R
Oct 11–Nov 6, 1965

Lu Wu-chiu

Lu Wu-Chiu, Title Unknown, 1962. Brush and Ink.

  • Lu Wu-Chiu, Title Unknown, 1962. Brush and Ink.

  • Lu Wu-Chiu, Title Unknown, 1962. Brush and Ink.

  • Lu Wu-Chiu, Title Unknown, 1962. Brush and Ink.

  • Lu Wu-Chiu, Title Unknown, 1962. Brush and Ink.

  • Lu Wu-Chiu, Title Unknown, 1962. Brush and Ink.

  • Text by Harrie Vanderstappen from the exhibition brochure:

    This is the first exhibition in Chicago of the paintings of Miss Lu Wu-chiu.

    The artist was born in Tanyang in the Province of Kiangsu on the Chinese mainland. She is the second daughter of the painter and calligrapher Lu Feng-tzu, former president of the National Arts College in Soo-chow in Kiangsu Province. Originally, Miss Lu’s work consisted mainly of embroidery and experiments in the use of textile threads. In these earlier works, knotty centers of entangled threads dissolve into endless meanderings. These works vary in expression from leading the viewer’s eye along labyrinthine wanderings of line to spidery jungles of stretched textile and aimless puffs of downy silk forms, set afloat against a solid red background as in March of struggling men.

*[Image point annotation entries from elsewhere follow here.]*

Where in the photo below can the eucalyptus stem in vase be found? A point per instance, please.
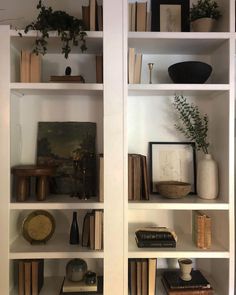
(194, 126)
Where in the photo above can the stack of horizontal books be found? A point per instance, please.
(174, 285)
(155, 236)
(142, 276)
(201, 229)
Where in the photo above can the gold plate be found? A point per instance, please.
(38, 226)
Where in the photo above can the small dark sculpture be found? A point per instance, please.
(68, 71)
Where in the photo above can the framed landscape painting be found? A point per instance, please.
(170, 16)
(172, 161)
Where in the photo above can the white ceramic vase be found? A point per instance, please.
(204, 24)
(207, 178)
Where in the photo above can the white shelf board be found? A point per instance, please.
(61, 202)
(94, 42)
(57, 247)
(190, 202)
(56, 88)
(160, 290)
(52, 285)
(176, 43)
(172, 89)
(184, 248)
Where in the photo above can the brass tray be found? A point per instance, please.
(38, 226)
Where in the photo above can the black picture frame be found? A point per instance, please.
(182, 169)
(167, 10)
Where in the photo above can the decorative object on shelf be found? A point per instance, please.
(174, 284)
(67, 77)
(172, 161)
(74, 230)
(170, 15)
(38, 227)
(194, 126)
(71, 147)
(76, 269)
(150, 67)
(32, 180)
(30, 67)
(173, 189)
(134, 66)
(185, 266)
(155, 236)
(69, 28)
(189, 72)
(207, 177)
(90, 278)
(203, 15)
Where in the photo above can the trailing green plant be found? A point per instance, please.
(68, 27)
(204, 8)
(192, 123)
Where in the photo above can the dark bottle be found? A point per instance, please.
(74, 230)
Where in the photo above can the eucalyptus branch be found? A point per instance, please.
(192, 124)
(69, 29)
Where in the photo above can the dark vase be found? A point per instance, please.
(74, 230)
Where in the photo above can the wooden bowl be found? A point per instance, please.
(173, 189)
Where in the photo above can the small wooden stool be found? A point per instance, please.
(23, 173)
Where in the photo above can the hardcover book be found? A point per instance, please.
(187, 291)
(156, 243)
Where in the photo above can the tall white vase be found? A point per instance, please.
(207, 178)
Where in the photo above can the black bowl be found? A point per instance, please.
(195, 72)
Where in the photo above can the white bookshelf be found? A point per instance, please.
(127, 118)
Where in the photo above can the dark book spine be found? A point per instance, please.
(74, 230)
(158, 244)
(154, 236)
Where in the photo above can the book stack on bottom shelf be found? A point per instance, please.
(142, 276)
(30, 276)
(174, 285)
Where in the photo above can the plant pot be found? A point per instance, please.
(204, 24)
(207, 178)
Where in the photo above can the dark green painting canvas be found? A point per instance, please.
(71, 147)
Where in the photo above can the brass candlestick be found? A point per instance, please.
(150, 66)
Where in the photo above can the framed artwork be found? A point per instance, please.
(172, 161)
(170, 16)
(70, 147)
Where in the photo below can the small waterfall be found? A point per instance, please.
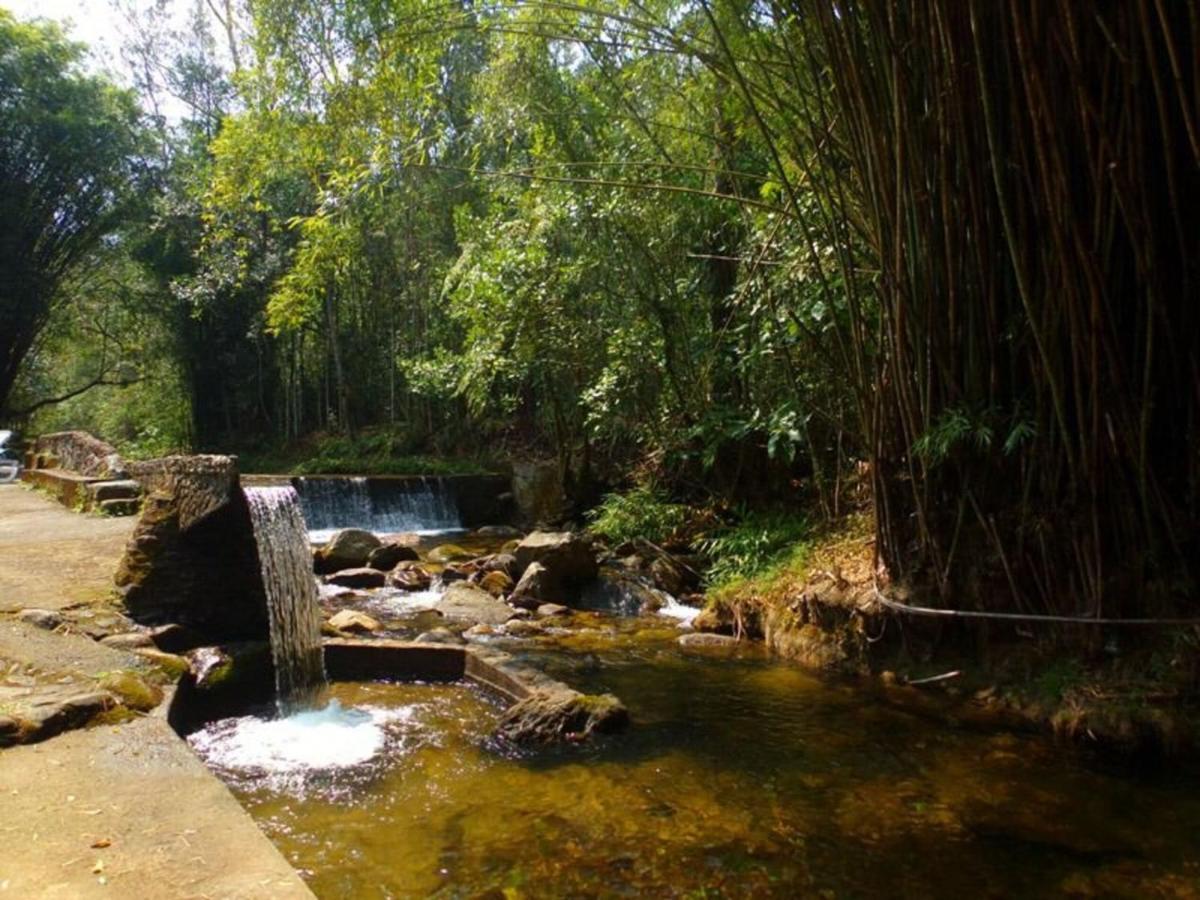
(378, 505)
(291, 589)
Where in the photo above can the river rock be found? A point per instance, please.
(568, 557)
(706, 640)
(563, 714)
(448, 553)
(467, 603)
(502, 532)
(409, 577)
(354, 622)
(49, 619)
(192, 558)
(387, 556)
(535, 588)
(347, 549)
(359, 579)
(496, 583)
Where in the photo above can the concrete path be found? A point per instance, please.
(52, 557)
(113, 810)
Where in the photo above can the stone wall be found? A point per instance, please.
(192, 557)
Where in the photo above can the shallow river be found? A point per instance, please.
(738, 778)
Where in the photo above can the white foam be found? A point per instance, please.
(319, 739)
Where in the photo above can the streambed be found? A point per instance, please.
(739, 778)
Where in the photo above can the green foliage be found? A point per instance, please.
(641, 513)
(756, 543)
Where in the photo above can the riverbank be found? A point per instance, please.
(124, 805)
(1132, 695)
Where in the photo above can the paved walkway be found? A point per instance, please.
(52, 557)
(117, 811)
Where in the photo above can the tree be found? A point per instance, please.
(69, 148)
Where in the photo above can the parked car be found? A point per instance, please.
(10, 457)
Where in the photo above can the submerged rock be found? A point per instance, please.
(347, 549)
(387, 557)
(354, 622)
(535, 587)
(467, 603)
(549, 715)
(707, 640)
(359, 579)
(496, 583)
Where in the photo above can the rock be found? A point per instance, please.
(385, 557)
(467, 603)
(49, 619)
(496, 583)
(713, 621)
(409, 577)
(703, 640)
(347, 549)
(438, 635)
(132, 690)
(174, 637)
(192, 558)
(503, 532)
(120, 507)
(359, 579)
(522, 628)
(448, 553)
(169, 663)
(568, 557)
(354, 622)
(547, 715)
(534, 588)
(129, 641)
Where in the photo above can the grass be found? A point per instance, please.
(370, 453)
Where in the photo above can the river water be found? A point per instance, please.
(739, 778)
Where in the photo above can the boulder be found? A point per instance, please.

    Contact with trends in modern art of the western world made during visits and study in North America in 1959-60 was one of the impluses which led Miss Lu to explore the medium of ink and paper, and to see the analogies betwen traditional Chinese attitudes and the vigour of contemporary western abstract expressionism. Intricately interwoven double and triple lines in coils and grooved texture areas recall the earlier textile forms. Some of these paintings echo Chinese landscape compositions. An awareness of the power of brush and ink, handled in stark contrasts of forceful shapes, brings this idiom into close relationships with some of the classical Chinese painting traditions. One is aware of Miss Lu’s predeliction for such seventeenth century artists as Shih T’ao and Pa-ta-shan-jen. She continues some of their attitudes towards untrammeled brushwork and contributes towards establishing in expressive forms an unfettered existence in a space which has neither “up” nor “down,” no “left” or “right,” no “in” or “out.” Subtle dabs of ink between solid bars of dripping black gliding into the viewer’s sphere of consciousness and large black and grey shapes pushing their way into the picture frame like geological rock formations are but a new facet of the long traditions of perceptive art forms created by the artists of China.

    Miss Lu Wu-chiu is at present Associate Professor at the Fu Jen University, formerly in Peking and recently re-established in Taipei, the capital of Taiwan, under the combined auspices of Chinese and Western sponsorship.